千閣乃公園の人々/園客列伝の3 『チャンカチャンカの徳さん』


5.

徳さんは私を待ち構えていた。


山桜の下を右にカーブした私の自転車を目にした瞬間、徳さんはしゃがんでラジカセのスイッチを入れる。実に静かな、しかし確信に満ちたその手つき。今でも鮮やかに瞼の裏に浮かんできます。


途端、染井吉野の樹の下からチャンカチャンカという阿波踊りのメロディとリズムが轟音のように飛び出した。もう、時限爆弾のスイッチが入ったようなもんです。


ちょうど徳さんの前を通りすぎるところだった犬は、カワイソーに、前足をコテッと折ってツンノメル。毛だらけの顎を小石にぶつける。お腹を上に向けて四肢をケイレンさせる。オバサンは雷に打たれたように髪を逆立て硬直して立ちすくむ。北極ではシロクマが氷の角に頭をぶつけてざぶんと海に転落し、南極ではペンギンがあの羽で空に飛び上がる。


鵜の真似をする烏という諺がありますが、空を飛んだペンギンの目撃者の話だと、その姿はさながらトビウオの真似をするトロガツオのようだったそうです。


日本中で4人の私の読者の方。ここに私が書いてることがすべて事実だと考える必要はありませんが、それくらいの衝撃が公園の一角に走った。そう思ってください。


予備知識がなければ、知らずにいれば、私も自転車からドテッと転げ落ちるところだった。幸いなことに私にはシブヤさんから仕入れた情報があった。事前の準備があった。心の用意をしていた。だからチャンカチャンカの轟音には驚かなかった。

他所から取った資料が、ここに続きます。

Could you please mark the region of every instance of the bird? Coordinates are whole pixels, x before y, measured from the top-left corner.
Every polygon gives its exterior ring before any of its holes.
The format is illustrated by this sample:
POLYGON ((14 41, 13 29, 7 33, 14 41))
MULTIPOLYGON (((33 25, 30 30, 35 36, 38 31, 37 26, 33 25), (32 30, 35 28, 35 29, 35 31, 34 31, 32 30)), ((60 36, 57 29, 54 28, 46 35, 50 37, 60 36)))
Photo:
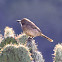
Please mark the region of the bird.
POLYGON ((52 39, 47 37, 42 33, 42 31, 28 18, 23 18, 22 20, 17 20, 17 22, 20 23, 21 28, 23 30, 23 33, 28 35, 31 38, 37 37, 37 36, 42 36, 46 38, 48 41, 53 42, 52 39))

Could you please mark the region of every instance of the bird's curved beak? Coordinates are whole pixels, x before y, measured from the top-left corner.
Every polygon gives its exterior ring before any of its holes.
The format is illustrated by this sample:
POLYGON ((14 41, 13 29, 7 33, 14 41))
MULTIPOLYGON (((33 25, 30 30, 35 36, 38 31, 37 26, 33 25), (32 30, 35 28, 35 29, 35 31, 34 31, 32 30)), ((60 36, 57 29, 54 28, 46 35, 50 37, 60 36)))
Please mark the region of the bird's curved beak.
POLYGON ((17 20, 17 22, 21 22, 21 20, 17 20))

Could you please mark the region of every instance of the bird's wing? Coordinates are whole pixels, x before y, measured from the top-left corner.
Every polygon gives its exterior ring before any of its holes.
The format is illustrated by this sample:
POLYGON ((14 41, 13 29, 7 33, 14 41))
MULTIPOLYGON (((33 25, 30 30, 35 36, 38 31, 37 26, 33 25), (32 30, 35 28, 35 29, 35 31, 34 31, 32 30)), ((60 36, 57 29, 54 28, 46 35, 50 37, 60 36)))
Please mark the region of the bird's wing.
POLYGON ((31 26, 33 29, 37 29, 39 32, 41 32, 41 30, 40 30, 33 22, 30 22, 30 26, 31 26))

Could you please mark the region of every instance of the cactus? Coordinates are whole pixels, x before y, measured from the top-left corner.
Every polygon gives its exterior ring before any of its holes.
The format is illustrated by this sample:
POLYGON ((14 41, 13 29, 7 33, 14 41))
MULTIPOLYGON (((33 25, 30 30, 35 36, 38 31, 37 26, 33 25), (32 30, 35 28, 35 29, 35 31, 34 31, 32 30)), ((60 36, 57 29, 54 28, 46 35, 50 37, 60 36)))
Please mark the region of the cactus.
POLYGON ((31 56, 23 45, 6 45, 0 51, 0 62, 31 62, 31 56))
POLYGON ((10 37, 10 38, 7 37, 7 38, 5 38, 5 39, 2 40, 2 42, 0 43, 0 47, 2 48, 6 44, 10 44, 10 43, 17 44, 17 41, 14 38, 12 38, 12 37, 10 37))
POLYGON ((34 56, 34 62, 44 62, 45 61, 43 59, 43 56, 42 56, 41 52, 39 52, 39 51, 35 51, 33 53, 33 56, 34 56))
POLYGON ((57 44, 54 48, 54 61, 62 62, 62 44, 57 44))
POLYGON ((33 62, 44 62, 43 56, 42 54, 38 51, 37 49, 37 45, 35 43, 35 40, 32 38, 29 38, 27 40, 27 45, 26 45, 29 50, 30 53, 32 54, 32 58, 33 58, 33 62))

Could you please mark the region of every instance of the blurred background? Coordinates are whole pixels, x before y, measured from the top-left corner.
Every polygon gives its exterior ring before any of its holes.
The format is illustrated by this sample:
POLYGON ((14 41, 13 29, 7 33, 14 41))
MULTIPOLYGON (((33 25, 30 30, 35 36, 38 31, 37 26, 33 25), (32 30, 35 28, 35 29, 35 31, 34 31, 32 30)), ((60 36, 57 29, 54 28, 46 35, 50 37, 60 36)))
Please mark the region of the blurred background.
POLYGON ((53 62, 54 46, 62 43, 62 0, 0 0, 0 33, 4 34, 9 26, 20 34, 22 29, 16 20, 23 18, 30 19, 54 40, 51 43, 42 37, 34 38, 45 62, 53 62))

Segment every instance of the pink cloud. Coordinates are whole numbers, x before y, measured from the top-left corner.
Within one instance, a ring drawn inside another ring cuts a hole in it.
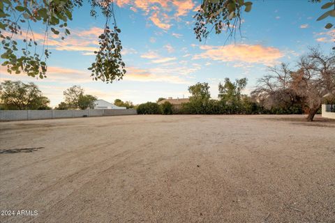
[[[211,59],[225,62],[246,62],[273,65],[284,54],[277,48],[260,45],[228,45],[225,46],[200,46],[204,52],[193,56],[193,59]]]
[[[172,20],[186,15],[195,6],[192,0],[117,0],[116,3],[119,7],[129,7],[134,12],[142,10],[154,24],[164,30],[171,27]],[[168,15],[172,11],[174,15]]]

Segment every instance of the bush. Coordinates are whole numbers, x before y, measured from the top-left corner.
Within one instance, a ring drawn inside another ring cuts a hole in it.
[[[172,105],[169,102],[165,102],[160,106],[162,114],[172,114]]]
[[[138,114],[161,114],[159,105],[157,103],[147,102],[137,106]]]

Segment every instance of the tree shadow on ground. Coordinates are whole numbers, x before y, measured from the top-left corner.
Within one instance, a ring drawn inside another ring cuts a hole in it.
[[[33,153],[37,151],[40,148],[44,147],[33,147],[33,148],[10,148],[10,149],[0,149],[0,153]]]

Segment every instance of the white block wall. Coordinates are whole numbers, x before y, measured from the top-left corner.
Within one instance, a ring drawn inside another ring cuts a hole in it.
[[[137,114],[135,109],[2,110],[0,121]]]

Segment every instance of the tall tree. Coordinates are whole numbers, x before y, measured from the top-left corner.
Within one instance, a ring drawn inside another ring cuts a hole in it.
[[[206,102],[211,98],[208,83],[198,82],[195,85],[190,86],[188,87],[188,92],[191,94],[191,96],[190,97],[191,100],[201,100]]]
[[[225,78],[224,85],[218,84],[218,98],[228,103],[240,101],[241,92],[247,83],[246,78],[237,79],[234,83],[230,82],[229,78]]]
[[[37,85],[20,81],[5,81],[1,83],[1,100],[8,109],[48,109],[50,100],[43,96]]]
[[[98,98],[96,96],[91,95],[82,95],[79,97],[78,107],[80,109],[84,110],[88,108],[94,108],[94,102]]]
[[[84,89],[79,85],[74,85],[66,89],[63,94],[68,107],[75,109],[79,107],[79,99],[84,95]]]
[[[283,64],[270,68],[272,75],[261,78],[252,94],[271,106],[304,105],[309,108],[307,120],[311,121],[324,97],[335,95],[335,54],[325,55],[311,48],[297,68],[292,71]]]
[[[262,106],[268,109],[289,111],[304,105],[304,97],[292,88],[292,71],[288,65],[269,68],[269,74],[258,80],[256,88],[251,92]]]
[[[312,48],[302,56],[298,66],[299,69],[292,73],[292,88],[306,98],[310,109],[307,120],[311,121],[324,97],[335,95],[335,54],[324,55]]]
[[[157,99],[156,102],[158,103],[158,102],[159,102],[160,101],[163,100],[165,100],[165,98],[158,98],[158,99]]]

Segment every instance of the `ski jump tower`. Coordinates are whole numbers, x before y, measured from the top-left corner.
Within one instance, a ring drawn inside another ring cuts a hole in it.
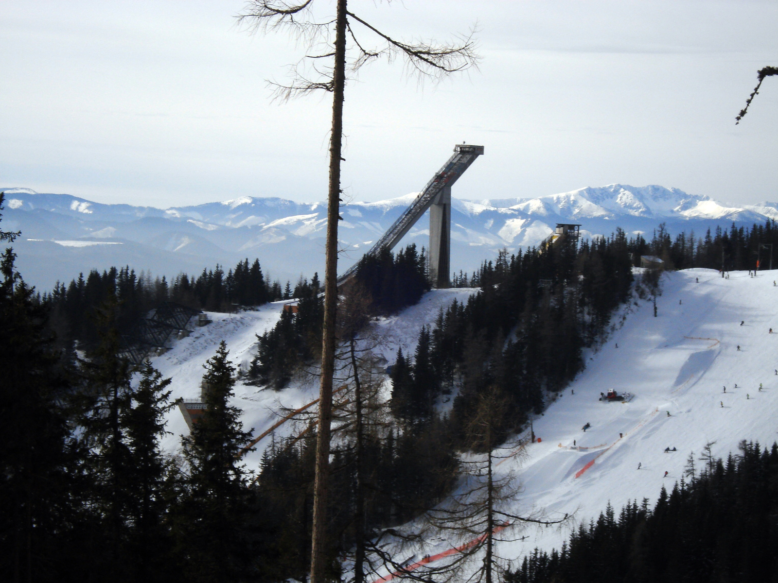
[[[429,209],[429,278],[439,289],[450,285],[451,257],[451,187],[476,158],[484,153],[484,147],[457,144],[454,155],[427,183],[419,196],[384,233],[366,255],[377,255],[391,250],[405,236],[422,215]],[[338,278],[340,285],[356,273],[357,264]]]

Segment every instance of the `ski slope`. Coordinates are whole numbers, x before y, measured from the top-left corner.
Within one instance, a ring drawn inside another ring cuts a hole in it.
[[[708,442],[726,458],[742,439],[778,438],[778,333],[769,333],[778,332],[778,271],[759,273],[732,272],[729,279],[713,270],[668,273],[657,317],[639,302],[621,329],[587,354],[586,370],[534,421],[541,442],[527,446],[520,466],[501,470],[514,471],[523,488],[514,511],[574,513],[574,519],[562,529],[520,532],[526,539],[502,543],[503,557],[559,548],[572,528],[596,519],[608,502],[617,514],[630,500],[653,504],[663,485],[669,490],[680,480],[689,454],[702,467],[697,459]],[[608,389],[635,397],[599,401]],[[665,453],[668,447],[677,451]]]
[[[549,518],[569,514],[573,520],[561,528],[513,530],[508,538],[524,539],[500,543],[500,555],[520,560],[535,547],[559,548],[571,529],[596,519],[608,502],[617,512],[631,500],[647,497],[653,504],[663,485],[669,490],[681,479],[690,453],[702,466],[697,458],[708,442],[715,442],[714,455],[726,457],[738,452],[741,439],[769,445],[778,438],[778,333],[769,333],[770,328],[778,332],[773,280],[778,271],[760,271],[756,278],[731,272],[729,279],[713,270],[668,273],[657,317],[650,302],[635,300],[615,318],[620,328],[586,353],[586,369],[534,420],[541,442],[527,445],[520,462],[508,459],[497,467],[499,473],[515,476],[521,487],[511,512],[543,512]],[[371,324],[380,340],[376,351],[389,362],[398,347],[412,354],[422,326],[434,323],[441,307],[454,298],[466,302],[475,291],[433,291],[418,305],[380,319]],[[275,325],[283,303],[210,314],[212,323],[152,359],[173,379],[172,396],[199,396],[202,365],[223,339],[233,362],[245,369],[256,354],[255,334]],[[635,396],[626,403],[599,401],[608,389]],[[318,382],[315,377],[299,379],[276,392],[239,382],[235,393],[244,427],[258,435],[278,421],[282,407],[296,408],[317,398]],[[584,432],[586,423],[591,428]],[[299,428],[288,423],[276,435]],[[188,432],[177,408],[169,414],[167,429],[172,435],[165,446],[174,452]],[[247,456],[250,469],[258,467],[270,442],[266,438]],[[677,451],[665,453],[668,447]],[[428,543],[422,554],[434,556],[462,541]]]
[[[467,302],[468,297],[476,291],[475,288],[434,290],[399,314],[377,319],[371,323],[370,330],[378,342],[374,351],[384,354],[389,362],[394,361],[398,348],[412,354],[422,326],[434,323],[440,309],[447,307],[455,298]],[[172,379],[171,399],[200,396],[200,382],[205,372],[203,365],[216,354],[223,340],[227,344],[233,365],[239,370],[247,371],[257,354],[257,335],[263,334],[275,325],[284,304],[289,302],[289,300],[275,302],[260,306],[256,311],[235,314],[209,312],[209,318],[212,320],[210,324],[196,328],[187,337],[174,340],[171,350],[152,358],[153,366],[164,377]],[[316,371],[312,368],[310,372]],[[234,392],[231,404],[243,410],[244,429],[254,429],[253,435],[258,435],[283,417],[283,409],[297,409],[317,399],[319,380],[313,375],[298,376],[282,391],[261,389],[239,380]],[[166,451],[175,452],[180,447],[181,436],[188,435],[189,429],[177,407],[168,413],[166,421],[170,434],[163,440],[163,446]],[[289,421],[275,430],[274,435],[282,438],[299,433],[303,428],[301,423]],[[259,467],[262,452],[272,442],[272,436],[265,438],[257,445],[256,451],[246,456],[248,469]]]

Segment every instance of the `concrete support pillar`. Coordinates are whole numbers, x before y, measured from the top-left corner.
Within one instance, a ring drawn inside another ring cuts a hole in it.
[[[429,207],[429,279],[433,288],[450,286],[451,187],[443,189]]]

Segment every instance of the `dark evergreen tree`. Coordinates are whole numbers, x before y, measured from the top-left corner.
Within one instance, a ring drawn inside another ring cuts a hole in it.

驚いたのは、チャンカチャンカと共に始まった徳さんのパフォーマンスです。死んだら驚いたという丹波さんの名言がありますが、生きてたらオドロイタ。まさに百聞は一見に如かず、見ると聞くとは大違いだった。[次回で完]



園客列伝の1,2デモナイ君,パン中野さん ( 6 )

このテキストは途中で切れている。